Pre-screening of input
When Data Processing is running against a Hive table, the Data Enrichment modules that run automatically obtain their input pre-screened by the sampling stage. For example, only an IP address is ever passed to the IP Address GeoTagger module.
Attributes that are ignored
All Data Enrichment modules ignore both the primary-key attribute of a record and any attribute whose data type is inappropriate for that module. For example, the Entity extractor works only on string attributes, so that numeric attributes are ignored. In addition, multi-assign attributes are ignored for auto-enrichment.
Sampling strategy for the modules
Note that when the Data Processing workflow finishes, you can manually run any of these modules from Transform in Studio.
Supported languages
The supported languages are specific to each module. For details, see the topic for the module.
Output attribute names
The types and names of output attributes are specific to each module. For details on output attributes, see the topic for the module.
Data Enrichment logging
If Data Enrichment modules are run in a workflow, they are logged as part of the YARN log. The log entries described which module was run and the columns (attributes) created by the modules.

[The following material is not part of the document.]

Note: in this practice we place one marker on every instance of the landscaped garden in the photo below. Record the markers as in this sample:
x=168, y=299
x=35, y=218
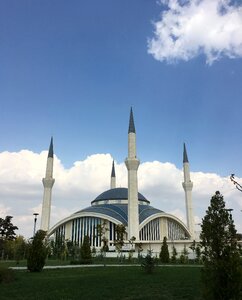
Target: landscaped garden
x=182, y=282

Running enrichments (if any).. generate plugin recommendations and auto enrich transform script TOTAL AVAILABLE PLUGINS: 12 SampleValuedRecommender::Registering Plugin: AddressGeoTaggerUDF SampleValuedRecommender::Registering Plugin: IPGeoExtractorUDF SampleValuedRecommender::Registering Plugin: ReverseGeoTaggerUDF SampleValuedRecommender::Registering Plugin: LanguageDetectionUDF SampleValuedRecommender::Registering Plugin: DocLevelSentimentAnalysisUDF SampleValuedRecommender::Registering Plugin: BoilerPlateRemovalUDF SampleValuedRecommender::Registering Plugin: TagStripperUDF SampleValuedRecommender::Registering Plugin: TFIDFTermExtractorUDF SampleValuedRecommender::Registering Plugin: EntityExtractionUDF SampleValuedRecommender::Registering Plugin: SubDocLevelSentimentAnalysisUDF SampleValuedRecommender::Registering Plugin: PhoneticHashUDF SampleValuedRecommender::Registering Plugin: StructuredAddressGeoTaggerUDF valid input string count=0, total input string count=101, success ratio=0.0 AddressGeotagger won't be invoked since the success ratio is < 80% SampleValuedRecommender: --- [ReverseGeoTaggerUDF] plugin RECOMMENDS column: [latlong] for Enrichment, based on 101 samples SampleValuedRecommender: --- new enriched column 'latlong_geo_city' will be created from 'latlong' SampleValuedRecommender: --- new enriched column 'latlong_geo_country' will be created from 'latlong' SampleValuedRecommender: --- new enriched column 'latlong_geo_postcode' will be created from 'latlong' SampleValuedRecommender: --- new enriched column 'latlong_geo_region' will be created from 'latlong' SampleValuedRecommender: --- new enriched column 'latlong_geo_subregion' will be created from 'latlong' SampleValuedRecommender: --- new enriched column 'latlong_geo_regionid' will be created from 'latlong' SampleValuedRecommender: --- new enriched column 'latlong_geo_subregionid' will be created from 'latlong'
In the example, the Reverse GeoTagger created seven columns.